Para não restar dúvidas sobre a ação premeditada dos assessores da Renascer, reproduzimos um e-mail enviado ao jornalista Paolo Manzo por Marli Gonçalves, da Brickmann & Associados. A correspondência foi enviada poucas horas antes de a nota infame ter sido distribuída à imprensa. ´Defesa é defesa´, conclui Marli, deixando claro que a assessoria agiu deliberadamente na divulgação de uma mentira.

Quem conhece Carlos Brickmann, dono da Brickmann & Associados, sabe do que ele é capaz. Basta constatar a presença significativa na sua carteira de clientes de notórios condenados pela Justiça, a começar pelos Hernandes. Certamente há quem busque seus préstimos pela disposição do assessor em praticar o jogo sujo, a aceitar tarefas que gente séria no mercado de assessoria de imprensa rejeitaria sem pestanejar. Entre outras, Carlinhos é afeito a denegrir concorrentes e adversários de seus clientes, inclusive por meio do baixo expediente de distribuição de dossiês e fofocas.

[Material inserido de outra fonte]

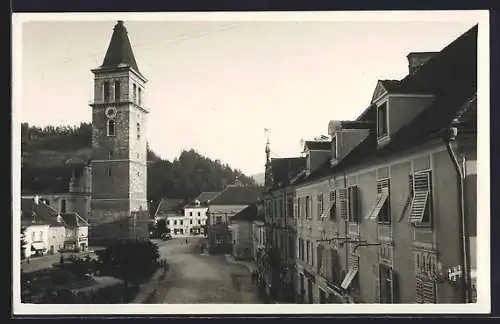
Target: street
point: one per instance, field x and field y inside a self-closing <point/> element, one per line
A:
<point x="200" y="278"/>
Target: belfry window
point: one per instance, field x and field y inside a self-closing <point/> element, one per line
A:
<point x="111" y="127"/>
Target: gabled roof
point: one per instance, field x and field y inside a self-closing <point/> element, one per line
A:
<point x="284" y="169"/>
<point x="38" y="214"/>
<point x="317" y="145"/>
<point x="237" y="195"/>
<point x="248" y="214"/>
<point x="74" y="220"/>
<point x="451" y="77"/>
<point x="119" y="53"/>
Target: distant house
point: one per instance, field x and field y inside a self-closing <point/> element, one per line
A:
<point x="66" y="189"/>
<point x="222" y="208"/>
<point x="195" y="214"/>
<point x="43" y="227"/>
<point x="77" y="232"/>
<point x="241" y="232"/>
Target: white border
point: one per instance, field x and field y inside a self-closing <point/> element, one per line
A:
<point x="483" y="222"/>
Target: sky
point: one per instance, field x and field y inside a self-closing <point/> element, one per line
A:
<point x="214" y="86"/>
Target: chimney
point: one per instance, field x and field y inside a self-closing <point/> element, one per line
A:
<point x="417" y="59"/>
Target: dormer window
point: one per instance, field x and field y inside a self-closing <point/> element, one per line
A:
<point x="382" y="124"/>
<point x="111" y="127"/>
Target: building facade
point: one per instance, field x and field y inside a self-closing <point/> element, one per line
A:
<point x="119" y="208"/>
<point x="381" y="221"/>
<point x="233" y="199"/>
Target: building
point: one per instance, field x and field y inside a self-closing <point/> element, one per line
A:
<point x="43" y="228"/>
<point x="76" y="232"/>
<point x="119" y="207"/>
<point x="70" y="189"/>
<point x="222" y="208"/>
<point x="171" y="210"/>
<point x="381" y="220"/>
<point x="240" y="228"/>
<point x="195" y="213"/>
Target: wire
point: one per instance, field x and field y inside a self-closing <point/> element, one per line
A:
<point x="95" y="56"/>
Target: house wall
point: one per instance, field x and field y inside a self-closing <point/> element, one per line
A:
<point x="56" y="237"/>
<point x="36" y="233"/>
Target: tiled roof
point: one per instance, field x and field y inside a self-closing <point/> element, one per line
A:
<point x="248" y="213"/>
<point x="237" y="195"/>
<point x="37" y="214"/>
<point x="283" y="169"/>
<point x="73" y="220"/>
<point x="451" y="77"/>
<point x="318" y="145"/>
<point x="119" y="52"/>
<point x="169" y="205"/>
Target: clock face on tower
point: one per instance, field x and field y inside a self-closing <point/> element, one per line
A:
<point x="111" y="112"/>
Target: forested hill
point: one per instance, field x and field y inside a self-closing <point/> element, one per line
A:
<point x="52" y="149"/>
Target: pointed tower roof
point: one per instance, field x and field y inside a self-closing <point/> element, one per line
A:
<point x="119" y="53"/>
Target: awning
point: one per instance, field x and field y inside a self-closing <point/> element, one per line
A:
<point x="348" y="278"/>
<point x="37" y="246"/>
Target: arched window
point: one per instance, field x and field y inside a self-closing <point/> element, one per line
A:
<point x="111" y="127"/>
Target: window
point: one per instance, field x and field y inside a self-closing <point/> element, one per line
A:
<point x="319" y="257"/>
<point x="381" y="210"/>
<point x="425" y="289"/>
<point x="319" y="201"/>
<point x="342" y="201"/>
<point x="322" y="297"/>
<point x="290" y="207"/>
<point x="106" y="91"/>
<point x="308" y="207"/>
<point x="333" y="205"/>
<point x="334" y="147"/>
<point x="351" y="278"/>
<point x="386" y="284"/>
<point x="308" y="247"/>
<point x="299" y="208"/>
<point x="111" y="127"/>
<point x="352" y="199"/>
<point x="382" y="129"/>
<point x="421" y="192"/>
<point x="63" y="206"/>
<point x="117" y="90"/>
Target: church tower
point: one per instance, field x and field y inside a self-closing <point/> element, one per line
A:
<point x="119" y="171"/>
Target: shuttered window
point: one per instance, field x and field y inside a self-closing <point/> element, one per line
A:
<point x="342" y="200"/>
<point x="332" y="206"/>
<point x="421" y="197"/>
<point x="319" y="206"/>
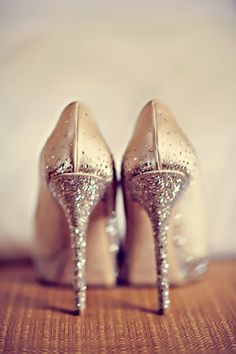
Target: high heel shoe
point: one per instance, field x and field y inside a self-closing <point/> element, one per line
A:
<point x="162" y="197"/>
<point x="75" y="217"/>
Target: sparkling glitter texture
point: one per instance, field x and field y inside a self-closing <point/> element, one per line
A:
<point x="157" y="192"/>
<point x="78" y="194"/>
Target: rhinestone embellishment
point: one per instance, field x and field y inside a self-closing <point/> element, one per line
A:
<point x="78" y="195"/>
<point x="157" y="193"/>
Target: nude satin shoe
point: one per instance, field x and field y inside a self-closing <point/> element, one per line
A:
<point x="165" y="239"/>
<point x="75" y="233"/>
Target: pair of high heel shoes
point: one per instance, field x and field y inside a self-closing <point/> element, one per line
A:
<point x="76" y="240"/>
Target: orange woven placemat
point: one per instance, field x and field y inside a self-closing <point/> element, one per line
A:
<point x="40" y="319"/>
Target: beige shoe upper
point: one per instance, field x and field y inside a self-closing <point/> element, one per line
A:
<point x="158" y="144"/>
<point x="75" y="146"/>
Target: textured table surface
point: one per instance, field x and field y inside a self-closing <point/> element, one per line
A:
<point x="39" y="319"/>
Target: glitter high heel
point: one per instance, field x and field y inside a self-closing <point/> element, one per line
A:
<point x="162" y="197"/>
<point x="75" y="218"/>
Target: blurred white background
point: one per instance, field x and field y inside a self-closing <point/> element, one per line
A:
<point x="115" y="56"/>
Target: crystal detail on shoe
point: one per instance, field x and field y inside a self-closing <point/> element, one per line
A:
<point x="78" y="195"/>
<point x="112" y="231"/>
<point x="157" y="192"/>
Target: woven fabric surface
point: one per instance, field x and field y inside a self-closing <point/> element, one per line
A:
<point x="40" y="319"/>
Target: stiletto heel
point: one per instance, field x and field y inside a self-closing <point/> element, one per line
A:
<point x="165" y="238"/>
<point x="157" y="192"/>
<point x="78" y="195"/>
<point x="75" y="237"/>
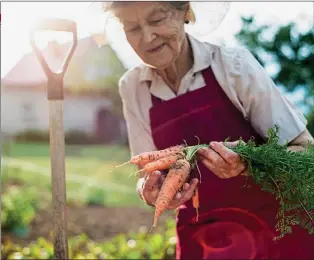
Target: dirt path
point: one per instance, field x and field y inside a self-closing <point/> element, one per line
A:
<point x="97" y="222"/>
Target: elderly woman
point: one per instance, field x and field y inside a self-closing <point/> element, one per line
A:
<point x="187" y="88"/>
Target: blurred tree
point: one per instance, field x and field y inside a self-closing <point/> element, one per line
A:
<point x="291" y="51"/>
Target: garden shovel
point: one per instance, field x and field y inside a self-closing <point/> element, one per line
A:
<point x="56" y="131"/>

Se ele considera o dízimo que lhe é pago pela Renascer suficiente para se prestar a qualquer tipo de ignomínia, é uma opção de vida. Fique claro, porém, que CartaCapital tomará as medidas judiciais cabíveis.

Quanto ao advogado D´Urso, o que dizer? Presidente da OAB de São Paulo, causídico requisitado, D´Urso é mais um exemplo de indignação seletiva ambulante. Quando se trata de seus amigos, seus negócios e seus clientes, vale tudo. Aos inimigos, a lei. Provavelmente alguém dirá que estratégias desse tipo são comuns entre advogados. Mas, então, pergunta-se: diante de moral tão flexível, como D´Urso se arroga o papel de articulador de um movimento contra a degradação dos valores éticos da sociedade brasileira?

O que faz dele diferente daqueles contra os quais o movimento Cansei diz ter se insurgido?’